Mindset by Carol Dwyer
One Line Summary
A simple mental shift that changes it all
Are you growing, or are you staying the same?
I honestly believe asking that simple question is one of the keys to life.
In Mindset by Carol Dwyer, Dwyer digs deep into the psychology of growth and stagnation. What does a person who grows look like? What does a person who stays the same look like? How do they each see the world?
The main thesis is that people who are in a growth mindset typically outperform people in a fixed-mindset. A Growth mindset person is essentially someone who believes in growth and accepts the process of it. A Fixed-mindset person is someone who does not believe in growth and resists the process.
Of course, we all have a bit of both in us. You may be open to change in some areas and not in others. But the point remains the same: growth-orientation outperforms fixed-orientation.
Why it’s Awesome
I’ve talked a lot on my YouTube channel how people don’t like change. Too much of a dramatic shift can really damage someone. But the importance of that topic goes beyond just not liking change.
Dwyer points out research example after research example of people succeeding to a greater level when they embrace change. And not just change, but often very negative change and serious failures.
Here are some of the most important characteristics of growth-mindset people according to Dwyer:
- Believes growth is possible for them
- Values learning
- Embraces failures as learning experiences
- Continually pushes for greater heights
- Values effort over innate talent
Let’s break down each one.
Believes Growth Is Possible For Them
If you believe you can’t grow in an area, then you’re automatically right. Because without a belief in growth, there’s no purpose for action.
This is tougher than it sounds. It’s my belief that most people want to believe their life situation is fixed, and so our culture plays into that narrative by telling people what they want to hear.
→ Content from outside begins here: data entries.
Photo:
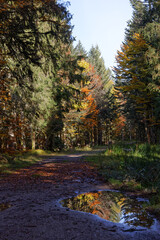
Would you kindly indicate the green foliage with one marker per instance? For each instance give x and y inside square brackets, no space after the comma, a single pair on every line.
[131,166]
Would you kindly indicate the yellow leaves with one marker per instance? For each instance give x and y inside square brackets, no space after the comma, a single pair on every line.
[82,63]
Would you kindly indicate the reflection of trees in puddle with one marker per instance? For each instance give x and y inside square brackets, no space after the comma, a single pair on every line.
[112,206]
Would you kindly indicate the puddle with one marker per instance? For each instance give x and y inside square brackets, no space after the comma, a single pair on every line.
[4,206]
[112,206]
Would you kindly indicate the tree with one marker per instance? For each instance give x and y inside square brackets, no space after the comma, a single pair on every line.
[34,57]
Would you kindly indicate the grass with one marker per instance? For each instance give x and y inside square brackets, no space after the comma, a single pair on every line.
[132,167]
[11,162]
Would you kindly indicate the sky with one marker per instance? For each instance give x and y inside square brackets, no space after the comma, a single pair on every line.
[101,22]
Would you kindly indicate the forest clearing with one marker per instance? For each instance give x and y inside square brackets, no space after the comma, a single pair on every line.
[70,125]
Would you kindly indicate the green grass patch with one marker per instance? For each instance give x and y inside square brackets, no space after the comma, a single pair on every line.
[130,165]
[11,162]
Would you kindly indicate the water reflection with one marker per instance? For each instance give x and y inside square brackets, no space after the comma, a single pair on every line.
[4,206]
[112,206]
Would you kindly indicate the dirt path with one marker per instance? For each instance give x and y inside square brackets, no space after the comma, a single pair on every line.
[36,214]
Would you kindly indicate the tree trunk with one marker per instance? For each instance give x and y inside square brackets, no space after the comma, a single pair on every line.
[33,139]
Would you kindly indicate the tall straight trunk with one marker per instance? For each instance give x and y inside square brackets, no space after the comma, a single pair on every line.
[147,132]
[33,139]
[99,133]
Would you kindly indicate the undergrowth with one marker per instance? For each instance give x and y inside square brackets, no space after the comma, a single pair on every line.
[132,167]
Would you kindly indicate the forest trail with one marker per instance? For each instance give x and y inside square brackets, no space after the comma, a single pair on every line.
[35,213]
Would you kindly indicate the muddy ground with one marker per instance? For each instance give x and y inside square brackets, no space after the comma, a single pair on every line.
[34,212]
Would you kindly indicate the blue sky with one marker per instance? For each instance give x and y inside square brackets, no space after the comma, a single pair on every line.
[101,22]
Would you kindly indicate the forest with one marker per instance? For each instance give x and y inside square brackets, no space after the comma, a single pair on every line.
[71,125]
[55,95]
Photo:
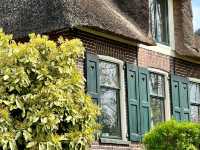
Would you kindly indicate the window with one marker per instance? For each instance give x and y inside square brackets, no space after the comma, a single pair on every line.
[157,97]
[106,86]
[159,21]
[110,99]
[195,101]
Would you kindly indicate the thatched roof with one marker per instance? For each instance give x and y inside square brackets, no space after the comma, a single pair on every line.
[21,17]
[186,42]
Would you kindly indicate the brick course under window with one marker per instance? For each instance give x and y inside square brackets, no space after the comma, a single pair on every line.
[138,56]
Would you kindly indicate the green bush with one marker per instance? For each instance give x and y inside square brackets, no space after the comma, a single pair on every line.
[173,135]
[43,105]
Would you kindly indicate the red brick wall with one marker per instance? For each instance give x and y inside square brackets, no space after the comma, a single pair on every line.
[147,58]
[140,57]
[150,59]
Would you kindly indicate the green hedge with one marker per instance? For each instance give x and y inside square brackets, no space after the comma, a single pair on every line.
[173,135]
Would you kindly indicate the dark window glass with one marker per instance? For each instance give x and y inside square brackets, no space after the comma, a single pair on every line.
[195,101]
[157,93]
[159,21]
[157,110]
[157,85]
[109,100]
[195,113]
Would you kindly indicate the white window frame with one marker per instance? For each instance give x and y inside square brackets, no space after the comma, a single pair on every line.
[167,108]
[195,80]
[123,108]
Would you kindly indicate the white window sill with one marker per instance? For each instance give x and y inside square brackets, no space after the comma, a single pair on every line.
[160,48]
[114,141]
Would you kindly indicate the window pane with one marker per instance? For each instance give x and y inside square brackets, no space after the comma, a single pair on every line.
[157,110]
[109,74]
[195,113]
[157,85]
[110,117]
[153,84]
[161,86]
[159,20]
[192,92]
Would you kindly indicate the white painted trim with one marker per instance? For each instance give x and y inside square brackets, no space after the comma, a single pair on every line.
[167,92]
[194,80]
[122,94]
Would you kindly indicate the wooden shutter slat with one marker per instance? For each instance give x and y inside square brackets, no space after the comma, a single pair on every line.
[133,102]
[92,76]
[144,100]
[180,98]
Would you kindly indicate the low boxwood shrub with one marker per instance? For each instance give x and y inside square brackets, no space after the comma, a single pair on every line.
[173,135]
[43,105]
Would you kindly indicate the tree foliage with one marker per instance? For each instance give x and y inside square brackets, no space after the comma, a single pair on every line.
[173,135]
[43,105]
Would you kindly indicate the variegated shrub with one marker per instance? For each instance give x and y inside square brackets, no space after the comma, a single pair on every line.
[43,105]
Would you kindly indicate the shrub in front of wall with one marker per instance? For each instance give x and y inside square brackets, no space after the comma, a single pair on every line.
[173,135]
[43,105]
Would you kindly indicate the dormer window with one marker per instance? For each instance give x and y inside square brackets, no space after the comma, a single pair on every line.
[159,21]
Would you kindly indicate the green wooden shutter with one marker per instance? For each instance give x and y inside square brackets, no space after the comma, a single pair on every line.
[133,102]
[180,98]
[144,100]
[92,76]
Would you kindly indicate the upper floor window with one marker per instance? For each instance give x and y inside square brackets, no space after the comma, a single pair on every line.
[157,97]
[195,101]
[159,21]
[110,99]
[196,15]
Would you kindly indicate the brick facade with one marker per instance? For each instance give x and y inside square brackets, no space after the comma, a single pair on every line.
[138,56]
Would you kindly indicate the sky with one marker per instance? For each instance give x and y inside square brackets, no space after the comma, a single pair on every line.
[196,14]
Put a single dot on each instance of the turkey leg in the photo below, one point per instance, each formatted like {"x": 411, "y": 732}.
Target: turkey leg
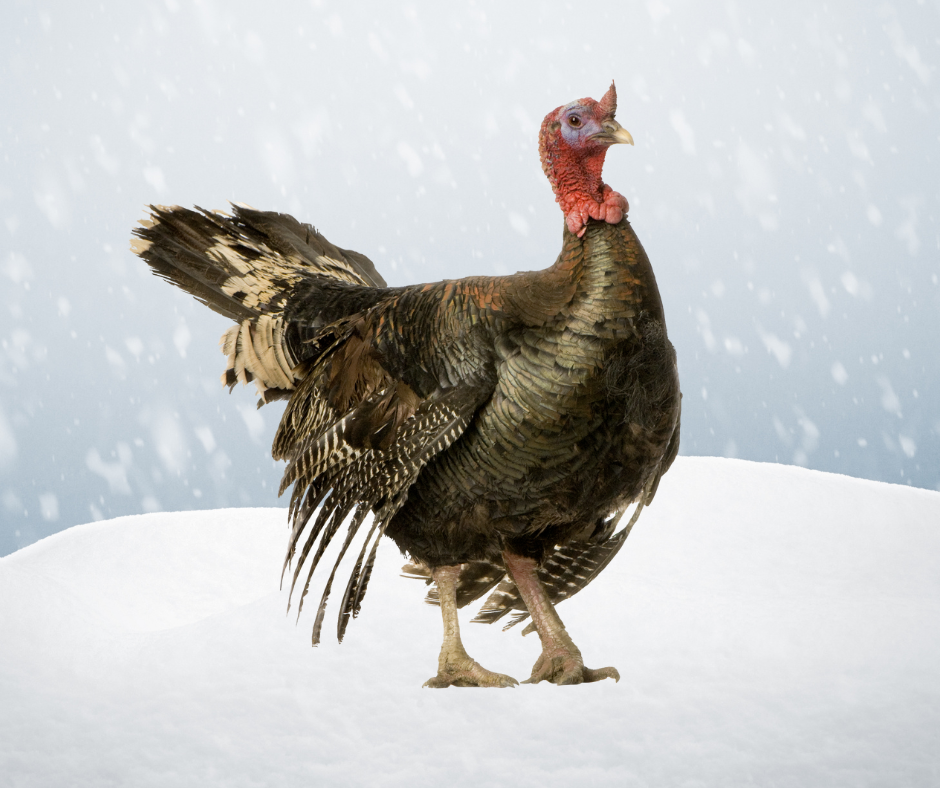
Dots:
{"x": 454, "y": 666}
{"x": 560, "y": 661}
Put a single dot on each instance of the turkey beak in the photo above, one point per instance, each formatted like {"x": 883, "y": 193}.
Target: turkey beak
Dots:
{"x": 614, "y": 133}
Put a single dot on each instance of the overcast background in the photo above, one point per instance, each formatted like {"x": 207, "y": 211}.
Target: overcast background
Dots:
{"x": 784, "y": 183}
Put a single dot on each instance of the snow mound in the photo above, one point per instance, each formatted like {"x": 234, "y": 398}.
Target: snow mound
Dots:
{"x": 772, "y": 626}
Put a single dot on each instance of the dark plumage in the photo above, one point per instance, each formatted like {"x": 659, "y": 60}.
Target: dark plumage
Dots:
{"x": 490, "y": 423}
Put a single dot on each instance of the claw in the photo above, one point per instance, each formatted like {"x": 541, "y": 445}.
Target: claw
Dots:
{"x": 473, "y": 676}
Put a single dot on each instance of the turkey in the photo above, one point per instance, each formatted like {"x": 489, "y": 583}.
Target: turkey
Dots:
{"x": 497, "y": 428}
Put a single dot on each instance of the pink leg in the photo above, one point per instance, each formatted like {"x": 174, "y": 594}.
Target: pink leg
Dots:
{"x": 560, "y": 661}
{"x": 455, "y": 667}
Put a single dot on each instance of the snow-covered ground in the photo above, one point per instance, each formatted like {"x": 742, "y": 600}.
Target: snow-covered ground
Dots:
{"x": 773, "y": 626}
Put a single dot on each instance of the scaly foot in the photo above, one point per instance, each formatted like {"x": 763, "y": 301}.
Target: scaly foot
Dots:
{"x": 469, "y": 675}
{"x": 563, "y": 665}
{"x": 456, "y": 668}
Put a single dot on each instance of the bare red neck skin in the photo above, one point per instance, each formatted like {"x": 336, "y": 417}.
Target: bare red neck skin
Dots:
{"x": 575, "y": 176}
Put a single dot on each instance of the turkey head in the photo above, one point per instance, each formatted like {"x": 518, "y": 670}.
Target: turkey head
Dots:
{"x": 573, "y": 143}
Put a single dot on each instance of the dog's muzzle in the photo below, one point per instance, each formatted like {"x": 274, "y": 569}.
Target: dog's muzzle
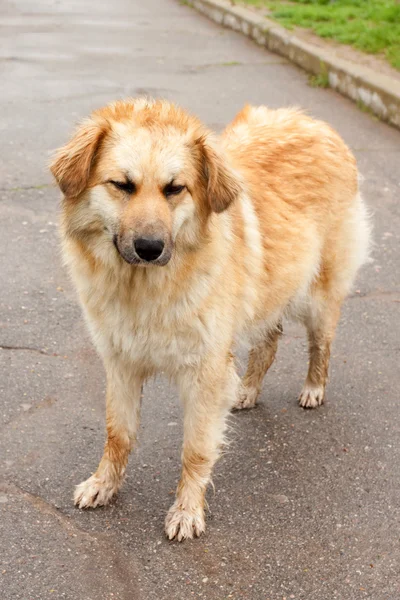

Why would anyone want to believe they couldn’t improve their life? Simply because improvement requires change and failure, two of the most threatening things for people.
Place a high value on learning. I remember as a kid that learning was seen as stupid, boring and a waste of time. And while some of thought was partially due to our education system, those ideas stick with you as you grow older.
Rewrite that story. Maybe learning was lame as a kid because it meant sitting in a classroom listening to a bunch of stuff you didn’t care about, but that attitude won’t help as an adult. Not in our self-motivated economy.
This may be one of the hardest on the list to internalize because failure is so linked to shame and feelings of unworthiness in most people. But it’s so crucial to understand.
What is failure? Have you ever really asked yourself that?
In my better moments, I understand that failure is not failure at all. It’s simply feedback telling me that I need to change course.
It’s not personal because just by changing my approach I can get a different result. And it doesn’t mean the obstacle is impossible to hurdle.
When you see that, you understand that you should actually be seeking out failure. That rapid course correction is what will get you to your goal far faster than anyone else, provided you are open to taking the lessons.
Continually Pushes For Greater Heights
Once you’ve decided “that’s enough”, then your success stops. Growth mindset people realize the game never ends and they’re always looking for the next level.
Values Effort Over Innate Talent
There’s an interesting study Dwyer mentions where children were separately praised for effort and for their inherent talent. Interestingly, the children who were praised for effort did far better than those who were praised for talent.
Being praised for talent put students in the fixed mindset. Their skills are seen not as the result of practice and hours of honing, but of some cosmic lottery.
But being praised for effort puts you in the growth mindset. You know you can improve by putting into place simple disciplines and long term effort.
This is why I loved the book The Talent Code by Daniel Coyle. Books like that show you that talent really doesn’t mean much at all.
Why Does It Suck
Definitely fluff here that could be trimmed. There’s a couple of key ideas that I outlined above and the rest is mostly just research studies.
The Wrap Up
This is a really important book for anyone who was called “a natural” or simply labeled as someone “going places” growing up.
There is no stagnation. Stagnation is entropy in disguise. Start embracing growth as a way of life.